BSI2000's optical-card technology, now being piloted at a South African bank, used fingerprint biometrics for building-entry and computer-access for all employees; the device doubles as a transaction-monitoring device. "Our customers in South Africa have said they have a real fear of fraud from bank employees, especially in the remote areas, so they specifically wanted that kind of protection built in," says vendor president Jack W. Harper. "They have a real problem with embezzlement and other kinds of internal fraud, which is far more insidious." Banks in India, Pakistan, Poland and Siberia are also considering the product, he says.
But technology can also be a hindrance. "Not only can technology facilitate larger transactions that are illegal in nature, but when coupled with poor controls, it can be manipulated to make detection much more difficult," notes a recent report by The National White Collar Crime Center.

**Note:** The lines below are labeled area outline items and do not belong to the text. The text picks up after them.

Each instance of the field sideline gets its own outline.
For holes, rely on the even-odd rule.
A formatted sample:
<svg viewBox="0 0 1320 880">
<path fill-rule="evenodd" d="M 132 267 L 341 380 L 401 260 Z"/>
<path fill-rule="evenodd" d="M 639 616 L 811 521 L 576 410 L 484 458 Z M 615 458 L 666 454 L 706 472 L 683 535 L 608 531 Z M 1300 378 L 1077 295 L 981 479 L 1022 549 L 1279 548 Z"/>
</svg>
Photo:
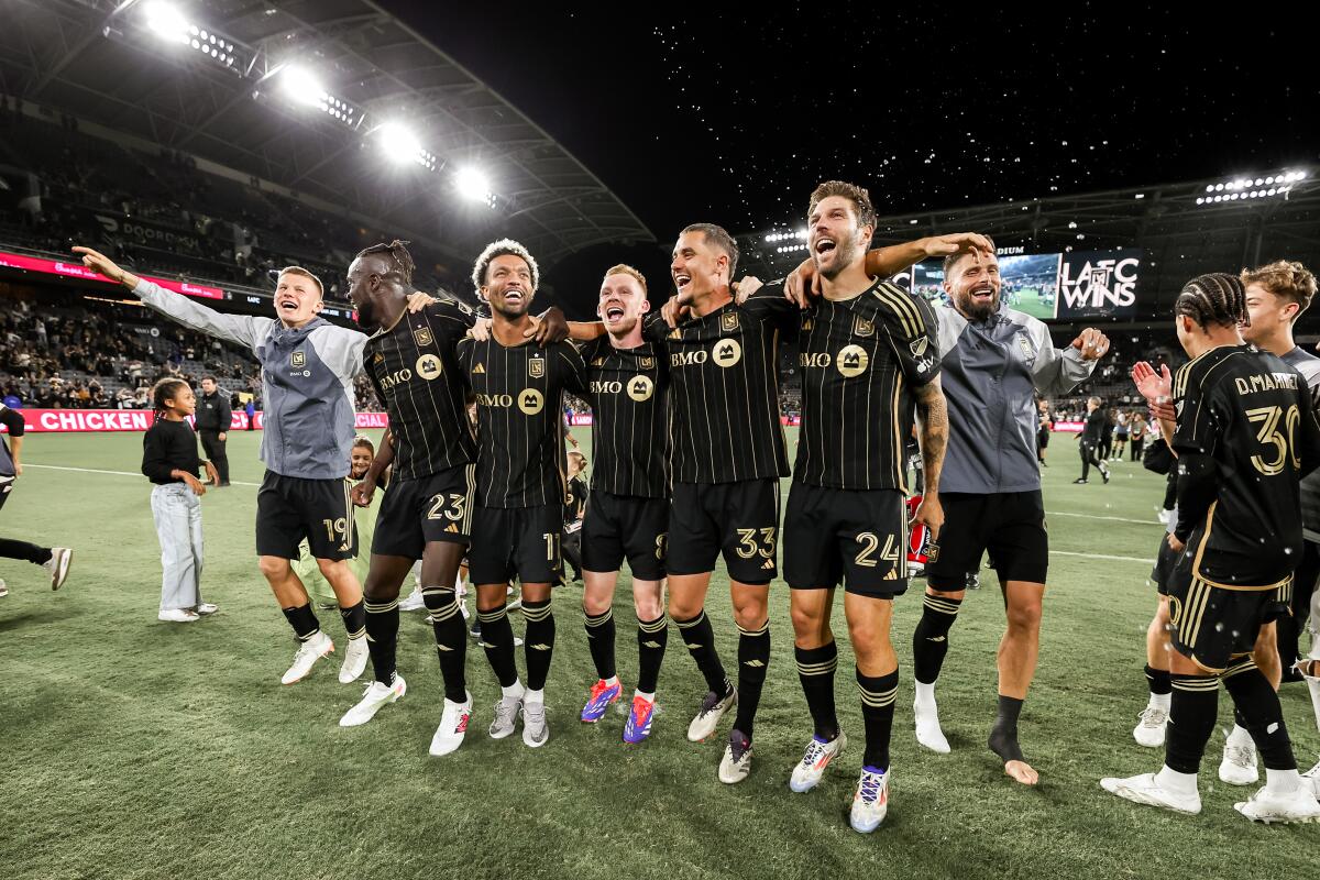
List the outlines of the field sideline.
<svg viewBox="0 0 1320 880">
<path fill-rule="evenodd" d="M 378 433 L 372 433 L 378 434 Z M 590 456 L 589 431 L 578 429 Z M 220 606 L 191 625 L 156 620 L 158 546 L 149 484 L 136 476 L 140 434 L 30 434 L 29 468 L 0 512 L 3 534 L 75 548 L 69 583 L 51 595 L 40 569 L 4 559 L 0 577 L 0 871 L 5 877 L 1308 877 L 1320 831 L 1265 827 L 1233 810 L 1247 789 L 1214 768 L 1230 723 L 1203 768 L 1200 817 L 1114 798 L 1101 776 L 1158 769 L 1162 752 L 1133 741 L 1146 690 L 1143 633 L 1154 608 L 1150 558 L 1163 532 L 1163 480 L 1135 463 L 1110 486 L 1072 486 L 1076 441 L 1056 435 L 1045 468 L 1051 588 L 1040 672 L 1022 743 L 1041 785 L 1014 785 L 985 747 L 994 716 L 994 654 L 1003 611 L 994 574 L 969 592 L 950 633 L 939 695 L 953 753 L 912 735 L 911 633 L 923 582 L 895 608 L 900 689 L 891 810 L 869 836 L 847 827 L 862 720 L 841 602 L 836 681 L 854 744 L 805 796 L 788 790 L 810 722 L 797 683 L 788 587 L 772 584 L 774 653 L 756 724 L 751 777 L 715 778 L 722 736 L 684 735 L 704 686 L 671 628 L 655 732 L 619 741 L 623 715 L 577 720 L 593 678 L 579 590 L 556 591 L 558 640 L 548 685 L 550 741 L 486 736 L 498 687 L 480 649 L 467 654 L 475 712 L 463 748 L 429 759 L 440 670 L 424 613 L 405 613 L 399 665 L 408 695 L 371 724 L 341 730 L 360 683 L 339 685 L 333 660 L 281 687 L 294 645 L 252 549 L 259 434 L 235 431 L 232 479 L 251 486 L 203 499 L 203 595 Z M 791 431 L 791 441 L 795 431 Z M 63 470 L 87 468 L 87 470 Z M 90 472 L 104 471 L 104 472 Z M 120 474 L 116 474 L 120 472 Z M 124 475 L 128 474 L 128 475 Z M 787 499 L 787 480 L 784 497 Z M 708 610 L 721 657 L 735 666 L 727 582 Z M 619 670 L 635 683 L 627 581 L 615 608 Z M 319 612 L 342 650 L 343 627 Z M 515 615 L 515 631 L 523 621 Z M 521 649 L 519 666 L 523 666 Z M 1309 767 L 1320 735 L 1305 690 L 1287 686 L 1284 715 Z M 1228 855 L 1232 847 L 1233 855 Z"/>
</svg>

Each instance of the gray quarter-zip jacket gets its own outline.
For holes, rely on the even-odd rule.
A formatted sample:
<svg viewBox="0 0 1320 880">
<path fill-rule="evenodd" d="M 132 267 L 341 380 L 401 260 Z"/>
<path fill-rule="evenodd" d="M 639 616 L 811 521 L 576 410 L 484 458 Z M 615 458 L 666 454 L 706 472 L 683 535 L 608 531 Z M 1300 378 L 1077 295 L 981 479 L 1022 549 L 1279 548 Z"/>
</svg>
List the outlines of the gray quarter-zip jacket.
<svg viewBox="0 0 1320 880">
<path fill-rule="evenodd" d="M 285 327 L 275 318 L 230 315 L 141 280 L 144 303 L 219 339 L 251 348 L 261 363 L 261 462 L 281 476 L 348 476 L 352 454 L 352 380 L 362 372 L 367 335 L 325 318 Z"/>
<path fill-rule="evenodd" d="M 949 446 L 940 492 L 1040 488 L 1035 392 L 1063 394 L 1096 369 L 1076 348 L 1055 348 L 1045 325 L 1008 309 L 981 323 L 949 306 L 940 319 L 940 383 L 949 401 Z"/>
</svg>

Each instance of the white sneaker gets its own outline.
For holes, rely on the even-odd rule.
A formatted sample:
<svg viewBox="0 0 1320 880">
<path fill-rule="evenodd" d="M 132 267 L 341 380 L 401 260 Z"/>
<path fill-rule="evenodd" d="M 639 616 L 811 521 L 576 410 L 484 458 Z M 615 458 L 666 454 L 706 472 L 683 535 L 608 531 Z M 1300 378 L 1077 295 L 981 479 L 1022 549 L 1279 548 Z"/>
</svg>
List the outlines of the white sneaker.
<svg viewBox="0 0 1320 880">
<path fill-rule="evenodd" d="M 734 689 L 730 689 L 723 697 L 713 690 L 706 691 L 701 706 L 697 708 L 697 715 L 688 724 L 688 739 L 693 743 L 700 743 L 709 738 L 715 732 L 715 727 L 719 726 L 719 719 L 725 716 L 725 712 L 737 705 L 738 691 Z"/>
<path fill-rule="evenodd" d="M 916 720 L 916 741 L 919 744 L 940 755 L 948 755 L 952 751 L 949 740 L 940 730 L 940 708 L 935 703 L 931 706 L 912 703 L 912 716 Z"/>
<path fill-rule="evenodd" d="M 1196 815 L 1201 811 L 1200 792 L 1193 792 L 1192 794 L 1171 792 L 1155 780 L 1154 773 L 1129 776 L 1126 780 L 1110 776 L 1100 781 L 1100 788 L 1134 803 L 1162 806 L 1166 810 L 1187 813 L 1189 815 Z"/>
<path fill-rule="evenodd" d="M 367 660 L 371 652 L 367 650 L 367 637 L 350 639 L 348 649 L 343 652 L 343 664 L 339 665 L 339 683 L 351 685 L 367 670 Z"/>
<path fill-rule="evenodd" d="M 517 712 L 521 708 L 521 697 L 500 697 L 496 699 L 495 720 L 491 722 L 491 739 L 504 739 L 512 734 L 513 726 L 517 723 Z"/>
<path fill-rule="evenodd" d="M 445 711 L 440 714 L 440 727 L 436 728 L 436 735 L 430 738 L 430 749 L 428 749 L 428 753 L 432 757 L 444 757 L 450 752 L 458 751 L 458 747 L 463 744 L 463 738 L 467 735 L 467 722 L 471 716 L 471 693 L 467 694 L 467 699 L 462 703 L 445 699 Z"/>
<path fill-rule="evenodd" d="M 1220 761 L 1220 781 L 1229 785 L 1251 785 L 1261 778 L 1255 765 L 1255 744 L 1224 745 L 1224 760 Z"/>
<path fill-rule="evenodd" d="M 376 712 L 407 693 L 408 682 L 397 673 L 395 673 L 393 685 L 383 685 L 379 681 L 371 682 L 367 685 L 367 690 L 362 691 L 362 702 L 345 712 L 343 718 L 339 719 L 339 727 L 359 727 L 366 724 L 376 716 Z"/>
<path fill-rule="evenodd" d="M 541 748 L 550 739 L 545 703 L 523 703 L 523 745 Z"/>
<path fill-rule="evenodd" d="M 729 731 L 725 756 L 719 759 L 719 781 L 737 785 L 751 773 L 751 740 L 739 730 Z"/>
<path fill-rule="evenodd" d="M 1140 723 L 1133 728 L 1133 739 L 1146 748 L 1159 748 L 1164 744 L 1164 728 L 1168 727 L 1168 710 L 1147 706 L 1138 715 Z"/>
<path fill-rule="evenodd" d="M 1320 821 L 1320 803 L 1316 803 L 1315 793 L 1305 785 L 1287 794 L 1274 793 L 1265 786 L 1249 800 L 1234 803 L 1233 809 L 1253 822 L 1266 825 Z"/>
<path fill-rule="evenodd" d="M 298 653 L 293 654 L 293 665 L 280 677 L 280 683 L 292 685 L 293 682 L 302 681 L 318 660 L 333 652 L 334 643 L 330 641 L 330 636 L 317 629 L 315 635 L 310 639 L 298 643 Z"/>
<path fill-rule="evenodd" d="M 788 788 L 799 794 L 810 792 L 825 776 L 825 768 L 829 767 L 829 763 L 842 755 L 846 745 L 847 738 L 843 736 L 843 731 L 840 731 L 838 736 L 829 741 L 812 736 L 807 743 L 807 751 L 803 752 L 803 760 L 797 763 L 793 774 L 788 778 Z"/>
<path fill-rule="evenodd" d="M 890 811 L 890 774 L 862 768 L 857 780 L 857 794 L 853 796 L 853 813 L 849 823 L 854 831 L 870 834 L 880 826 Z"/>
<path fill-rule="evenodd" d="M 41 563 L 41 567 L 50 573 L 50 588 L 58 590 L 65 586 L 69 577 L 69 563 L 74 561 L 74 551 L 69 548 L 50 548 L 50 559 Z"/>
</svg>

That's why insider-fraud security has to be CEO-level priority, says TowerGroup analyst Christine Pratt. "Banks need an integrated security plan and business managers have to get much more involved," she says. "They have to make the people responsible for security their new best friends. ...People worry a lot about credit risk, but they don't worry about much fraud. There has never been the assault from the inside and outside as there is now."